Inheritance of Cultural Spirit, an ongoing exhibition at the National Art Museum of China, looks at various attempts by painters to develop the xieyi style.
On show are more than 120 paintings by artists from across the country.
The exhibition is staged by the Beijing-based Research Institute of Contemporary Chinese Xieyi Oil Painting, which was established in November.
The concept of "xieyi oil painting" was devised by painter and educator Luo Gongliu (1916-2004) in the late 1950s.
Luo, one of the founders of the Central Academy of Fine Arts, was sent to study of oil painting at the I. Repin St.
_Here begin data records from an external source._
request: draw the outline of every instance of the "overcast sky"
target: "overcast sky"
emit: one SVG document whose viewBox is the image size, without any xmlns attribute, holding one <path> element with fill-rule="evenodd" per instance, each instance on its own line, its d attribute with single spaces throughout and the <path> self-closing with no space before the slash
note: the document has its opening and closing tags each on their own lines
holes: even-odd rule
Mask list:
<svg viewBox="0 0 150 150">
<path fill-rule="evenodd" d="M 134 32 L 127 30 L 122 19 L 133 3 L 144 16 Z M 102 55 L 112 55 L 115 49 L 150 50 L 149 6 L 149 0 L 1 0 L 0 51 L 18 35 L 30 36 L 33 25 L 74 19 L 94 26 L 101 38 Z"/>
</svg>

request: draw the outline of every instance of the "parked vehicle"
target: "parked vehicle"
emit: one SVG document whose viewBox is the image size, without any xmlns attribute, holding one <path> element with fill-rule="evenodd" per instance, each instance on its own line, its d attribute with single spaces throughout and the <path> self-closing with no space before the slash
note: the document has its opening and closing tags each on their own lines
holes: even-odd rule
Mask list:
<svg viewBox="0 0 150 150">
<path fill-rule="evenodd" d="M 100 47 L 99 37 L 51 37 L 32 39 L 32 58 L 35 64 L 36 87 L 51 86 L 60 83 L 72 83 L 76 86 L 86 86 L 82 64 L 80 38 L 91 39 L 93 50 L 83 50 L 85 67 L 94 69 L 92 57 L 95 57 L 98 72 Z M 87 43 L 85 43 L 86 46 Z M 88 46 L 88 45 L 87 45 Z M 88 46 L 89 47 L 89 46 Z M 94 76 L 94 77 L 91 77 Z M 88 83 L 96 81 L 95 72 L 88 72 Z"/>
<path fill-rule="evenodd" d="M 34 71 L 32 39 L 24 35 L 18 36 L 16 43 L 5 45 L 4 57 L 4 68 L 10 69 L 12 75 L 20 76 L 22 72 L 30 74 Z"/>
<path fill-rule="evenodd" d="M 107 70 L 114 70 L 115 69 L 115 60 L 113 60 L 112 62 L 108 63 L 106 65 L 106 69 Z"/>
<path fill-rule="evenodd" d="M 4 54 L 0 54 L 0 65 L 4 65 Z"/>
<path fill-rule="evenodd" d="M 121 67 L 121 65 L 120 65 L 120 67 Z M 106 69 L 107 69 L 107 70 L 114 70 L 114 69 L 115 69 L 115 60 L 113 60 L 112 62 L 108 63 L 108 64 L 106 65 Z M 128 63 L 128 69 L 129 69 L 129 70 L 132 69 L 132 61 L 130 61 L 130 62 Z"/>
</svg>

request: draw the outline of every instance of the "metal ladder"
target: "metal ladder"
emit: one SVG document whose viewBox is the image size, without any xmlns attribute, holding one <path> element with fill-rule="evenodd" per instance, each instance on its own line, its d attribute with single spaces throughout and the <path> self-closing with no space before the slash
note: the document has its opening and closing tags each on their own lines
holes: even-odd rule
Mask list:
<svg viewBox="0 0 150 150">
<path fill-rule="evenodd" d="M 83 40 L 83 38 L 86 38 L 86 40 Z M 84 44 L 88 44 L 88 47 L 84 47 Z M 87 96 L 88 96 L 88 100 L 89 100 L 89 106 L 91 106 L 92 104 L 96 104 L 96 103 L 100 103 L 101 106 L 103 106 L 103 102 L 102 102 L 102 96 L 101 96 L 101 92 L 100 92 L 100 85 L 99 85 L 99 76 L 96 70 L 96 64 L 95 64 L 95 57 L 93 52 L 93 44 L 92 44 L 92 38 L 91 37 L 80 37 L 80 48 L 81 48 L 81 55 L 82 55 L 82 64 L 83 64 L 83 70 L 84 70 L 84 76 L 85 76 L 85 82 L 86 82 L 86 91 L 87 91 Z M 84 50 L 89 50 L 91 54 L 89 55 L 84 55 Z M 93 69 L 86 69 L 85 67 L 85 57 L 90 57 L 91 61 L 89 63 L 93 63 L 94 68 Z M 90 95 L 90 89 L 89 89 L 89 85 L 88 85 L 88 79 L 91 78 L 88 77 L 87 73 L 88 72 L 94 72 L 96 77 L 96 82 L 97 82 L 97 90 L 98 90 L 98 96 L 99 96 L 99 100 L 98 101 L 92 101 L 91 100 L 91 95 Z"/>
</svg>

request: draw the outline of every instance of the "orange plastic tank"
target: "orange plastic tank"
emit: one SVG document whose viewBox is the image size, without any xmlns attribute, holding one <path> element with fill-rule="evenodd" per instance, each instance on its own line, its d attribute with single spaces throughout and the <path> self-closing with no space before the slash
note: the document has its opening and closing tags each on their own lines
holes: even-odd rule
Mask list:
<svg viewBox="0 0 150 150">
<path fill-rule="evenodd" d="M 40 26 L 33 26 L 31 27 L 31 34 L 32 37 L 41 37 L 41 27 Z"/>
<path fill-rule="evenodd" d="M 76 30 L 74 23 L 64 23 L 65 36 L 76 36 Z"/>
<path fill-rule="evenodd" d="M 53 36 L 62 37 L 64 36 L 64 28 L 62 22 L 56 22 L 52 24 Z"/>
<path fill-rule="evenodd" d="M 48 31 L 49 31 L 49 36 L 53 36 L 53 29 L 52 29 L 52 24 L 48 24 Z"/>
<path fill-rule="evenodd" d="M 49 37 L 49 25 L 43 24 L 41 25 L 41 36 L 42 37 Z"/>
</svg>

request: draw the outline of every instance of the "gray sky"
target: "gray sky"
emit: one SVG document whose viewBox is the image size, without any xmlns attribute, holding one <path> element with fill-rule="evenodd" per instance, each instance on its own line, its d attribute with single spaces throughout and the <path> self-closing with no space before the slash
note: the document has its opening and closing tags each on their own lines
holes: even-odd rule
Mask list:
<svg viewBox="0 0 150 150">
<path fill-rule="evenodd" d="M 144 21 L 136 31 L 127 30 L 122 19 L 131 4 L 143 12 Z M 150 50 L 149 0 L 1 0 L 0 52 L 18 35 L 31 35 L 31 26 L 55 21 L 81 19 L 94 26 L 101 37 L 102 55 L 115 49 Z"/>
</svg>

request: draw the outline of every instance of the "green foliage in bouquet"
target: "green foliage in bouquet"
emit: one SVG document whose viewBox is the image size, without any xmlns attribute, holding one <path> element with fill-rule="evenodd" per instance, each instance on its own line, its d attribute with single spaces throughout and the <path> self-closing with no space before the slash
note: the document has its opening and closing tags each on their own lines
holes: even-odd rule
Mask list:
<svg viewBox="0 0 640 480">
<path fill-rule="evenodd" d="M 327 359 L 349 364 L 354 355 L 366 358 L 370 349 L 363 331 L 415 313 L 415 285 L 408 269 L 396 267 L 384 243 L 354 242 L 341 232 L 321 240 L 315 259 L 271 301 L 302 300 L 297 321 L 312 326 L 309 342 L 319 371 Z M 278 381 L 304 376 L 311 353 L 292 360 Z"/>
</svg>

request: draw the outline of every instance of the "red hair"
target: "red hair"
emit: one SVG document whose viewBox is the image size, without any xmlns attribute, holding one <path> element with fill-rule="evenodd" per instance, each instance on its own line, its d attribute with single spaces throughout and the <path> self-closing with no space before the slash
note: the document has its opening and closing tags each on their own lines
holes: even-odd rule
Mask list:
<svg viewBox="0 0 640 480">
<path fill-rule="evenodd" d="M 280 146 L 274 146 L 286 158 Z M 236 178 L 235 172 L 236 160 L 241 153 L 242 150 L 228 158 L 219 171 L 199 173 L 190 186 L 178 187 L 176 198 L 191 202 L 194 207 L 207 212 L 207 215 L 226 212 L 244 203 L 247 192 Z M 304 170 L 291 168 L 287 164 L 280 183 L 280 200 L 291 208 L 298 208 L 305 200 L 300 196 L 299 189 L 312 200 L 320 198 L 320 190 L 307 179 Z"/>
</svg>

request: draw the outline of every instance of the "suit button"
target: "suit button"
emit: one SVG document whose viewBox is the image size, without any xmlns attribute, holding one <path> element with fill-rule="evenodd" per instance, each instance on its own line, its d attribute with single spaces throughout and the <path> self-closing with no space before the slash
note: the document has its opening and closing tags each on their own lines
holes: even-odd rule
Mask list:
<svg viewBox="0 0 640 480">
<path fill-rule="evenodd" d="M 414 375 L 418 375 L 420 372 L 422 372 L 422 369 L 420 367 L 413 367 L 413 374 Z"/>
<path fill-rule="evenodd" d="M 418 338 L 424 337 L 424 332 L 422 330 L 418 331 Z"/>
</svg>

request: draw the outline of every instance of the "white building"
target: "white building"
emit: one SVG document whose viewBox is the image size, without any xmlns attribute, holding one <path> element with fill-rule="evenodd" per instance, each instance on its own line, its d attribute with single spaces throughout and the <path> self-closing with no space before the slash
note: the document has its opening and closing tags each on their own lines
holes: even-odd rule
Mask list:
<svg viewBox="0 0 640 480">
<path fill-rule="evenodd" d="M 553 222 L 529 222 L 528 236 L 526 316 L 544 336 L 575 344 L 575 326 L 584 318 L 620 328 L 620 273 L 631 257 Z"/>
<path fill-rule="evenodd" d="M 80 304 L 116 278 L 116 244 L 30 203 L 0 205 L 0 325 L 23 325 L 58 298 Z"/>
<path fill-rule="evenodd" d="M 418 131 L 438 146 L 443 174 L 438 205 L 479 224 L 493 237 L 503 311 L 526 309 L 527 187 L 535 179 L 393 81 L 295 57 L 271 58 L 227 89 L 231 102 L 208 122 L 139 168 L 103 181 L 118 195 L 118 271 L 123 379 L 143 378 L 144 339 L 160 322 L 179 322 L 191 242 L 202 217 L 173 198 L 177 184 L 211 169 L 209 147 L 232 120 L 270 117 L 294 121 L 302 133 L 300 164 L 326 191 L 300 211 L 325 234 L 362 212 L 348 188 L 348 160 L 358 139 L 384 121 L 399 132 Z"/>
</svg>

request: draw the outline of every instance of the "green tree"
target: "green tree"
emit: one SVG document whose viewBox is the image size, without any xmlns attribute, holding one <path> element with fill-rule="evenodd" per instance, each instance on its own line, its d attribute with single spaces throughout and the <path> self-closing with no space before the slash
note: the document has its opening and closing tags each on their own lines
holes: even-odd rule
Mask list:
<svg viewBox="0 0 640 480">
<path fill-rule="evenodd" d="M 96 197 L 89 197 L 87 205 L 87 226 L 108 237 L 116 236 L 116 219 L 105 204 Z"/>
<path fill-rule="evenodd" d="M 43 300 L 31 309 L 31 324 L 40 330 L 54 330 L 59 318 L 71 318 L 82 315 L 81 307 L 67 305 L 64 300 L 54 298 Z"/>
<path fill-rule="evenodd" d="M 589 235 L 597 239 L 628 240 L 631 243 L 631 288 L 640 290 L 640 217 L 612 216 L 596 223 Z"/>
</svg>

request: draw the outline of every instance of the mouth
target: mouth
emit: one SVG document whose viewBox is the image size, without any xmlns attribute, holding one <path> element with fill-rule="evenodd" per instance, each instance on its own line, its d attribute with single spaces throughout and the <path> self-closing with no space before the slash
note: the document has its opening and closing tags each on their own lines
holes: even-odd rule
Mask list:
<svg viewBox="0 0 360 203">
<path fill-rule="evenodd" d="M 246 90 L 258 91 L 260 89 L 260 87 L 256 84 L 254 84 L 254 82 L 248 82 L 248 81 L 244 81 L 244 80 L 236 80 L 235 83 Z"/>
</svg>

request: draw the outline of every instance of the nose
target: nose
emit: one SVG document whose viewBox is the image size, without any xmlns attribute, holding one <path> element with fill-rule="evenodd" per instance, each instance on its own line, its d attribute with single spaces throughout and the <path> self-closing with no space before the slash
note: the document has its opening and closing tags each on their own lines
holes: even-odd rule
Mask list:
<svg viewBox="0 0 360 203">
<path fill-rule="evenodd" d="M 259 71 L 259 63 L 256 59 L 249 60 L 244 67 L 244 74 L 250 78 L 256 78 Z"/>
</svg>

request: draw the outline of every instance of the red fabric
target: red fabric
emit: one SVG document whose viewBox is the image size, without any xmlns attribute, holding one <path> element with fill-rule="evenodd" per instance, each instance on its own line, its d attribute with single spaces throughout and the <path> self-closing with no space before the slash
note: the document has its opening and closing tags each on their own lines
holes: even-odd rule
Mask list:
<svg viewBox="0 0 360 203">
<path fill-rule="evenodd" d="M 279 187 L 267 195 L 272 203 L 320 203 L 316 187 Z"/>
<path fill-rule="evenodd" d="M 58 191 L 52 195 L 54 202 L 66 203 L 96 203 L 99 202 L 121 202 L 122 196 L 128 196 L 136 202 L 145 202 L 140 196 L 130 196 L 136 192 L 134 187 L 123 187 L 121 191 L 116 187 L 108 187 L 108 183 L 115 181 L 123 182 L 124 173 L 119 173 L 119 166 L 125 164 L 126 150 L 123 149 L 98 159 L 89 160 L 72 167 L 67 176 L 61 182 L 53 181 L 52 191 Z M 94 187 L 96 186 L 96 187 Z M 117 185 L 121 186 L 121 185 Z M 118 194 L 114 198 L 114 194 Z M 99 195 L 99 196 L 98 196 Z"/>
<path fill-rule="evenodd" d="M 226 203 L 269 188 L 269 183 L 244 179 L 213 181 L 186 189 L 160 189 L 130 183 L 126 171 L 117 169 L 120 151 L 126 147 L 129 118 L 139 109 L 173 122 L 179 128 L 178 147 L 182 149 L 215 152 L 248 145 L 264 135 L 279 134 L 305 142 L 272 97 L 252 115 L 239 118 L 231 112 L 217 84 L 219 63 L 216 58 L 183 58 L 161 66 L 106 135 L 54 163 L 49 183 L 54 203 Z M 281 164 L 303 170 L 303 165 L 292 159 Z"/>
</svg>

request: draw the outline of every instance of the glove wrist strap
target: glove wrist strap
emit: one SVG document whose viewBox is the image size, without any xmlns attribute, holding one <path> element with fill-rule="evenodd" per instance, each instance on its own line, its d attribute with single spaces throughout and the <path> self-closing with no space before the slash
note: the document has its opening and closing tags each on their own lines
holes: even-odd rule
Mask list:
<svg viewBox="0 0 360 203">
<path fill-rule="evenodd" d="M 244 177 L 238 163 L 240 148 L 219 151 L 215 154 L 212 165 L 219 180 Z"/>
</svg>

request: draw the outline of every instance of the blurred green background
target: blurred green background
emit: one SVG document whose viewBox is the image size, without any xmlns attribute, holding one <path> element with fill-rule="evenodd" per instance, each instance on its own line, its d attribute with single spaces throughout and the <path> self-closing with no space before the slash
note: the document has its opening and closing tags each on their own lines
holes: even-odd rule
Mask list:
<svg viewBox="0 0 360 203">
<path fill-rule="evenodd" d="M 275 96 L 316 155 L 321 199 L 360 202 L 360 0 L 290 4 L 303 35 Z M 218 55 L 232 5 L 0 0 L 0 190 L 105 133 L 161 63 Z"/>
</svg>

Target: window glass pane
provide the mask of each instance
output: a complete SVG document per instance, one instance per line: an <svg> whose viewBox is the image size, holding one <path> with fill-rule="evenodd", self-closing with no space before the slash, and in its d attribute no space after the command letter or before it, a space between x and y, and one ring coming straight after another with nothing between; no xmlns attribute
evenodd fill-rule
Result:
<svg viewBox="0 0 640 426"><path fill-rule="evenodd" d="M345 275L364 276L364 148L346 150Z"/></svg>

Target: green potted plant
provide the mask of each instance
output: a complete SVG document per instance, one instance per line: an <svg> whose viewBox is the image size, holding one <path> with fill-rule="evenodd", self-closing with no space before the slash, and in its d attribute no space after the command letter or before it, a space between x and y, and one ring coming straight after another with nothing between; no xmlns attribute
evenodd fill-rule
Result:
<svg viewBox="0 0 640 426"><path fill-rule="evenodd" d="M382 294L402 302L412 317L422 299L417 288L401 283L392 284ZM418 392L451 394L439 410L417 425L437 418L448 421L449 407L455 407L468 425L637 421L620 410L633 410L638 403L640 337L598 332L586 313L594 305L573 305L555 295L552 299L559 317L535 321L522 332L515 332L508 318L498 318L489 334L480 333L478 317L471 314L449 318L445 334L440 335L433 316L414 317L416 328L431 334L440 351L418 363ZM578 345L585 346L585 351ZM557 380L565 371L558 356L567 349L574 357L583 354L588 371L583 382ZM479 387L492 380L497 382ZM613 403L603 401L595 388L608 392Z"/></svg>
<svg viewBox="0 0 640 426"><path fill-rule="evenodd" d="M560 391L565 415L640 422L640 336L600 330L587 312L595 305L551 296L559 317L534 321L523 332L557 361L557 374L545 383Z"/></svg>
Petersburg State Academy of Painting, Sculpture and Architecture from 1955 to '58. There, he realized that Chinese painters had to ditch their rigid technical doctrines about oil painting and blaze a trail of their own by returning to their cultural roots.
Recounting Luo's words, Dai Shihe, 68, a retired professor of the Central Academy of Fine Arts, whose paintings are also on show at the exhibition, says: "He (Luo) said that, as he gained more understanding of oil painting, he felt lost. He said it felt like that he had Western cuisine every day that he wanted Chinese porridge."
Luo then returned to Beijing to found the xieyi oil painting school, going beyond the classic ink-and-brush tradition.
In xieyi, painters are asked to go beyond the physical details of the objects.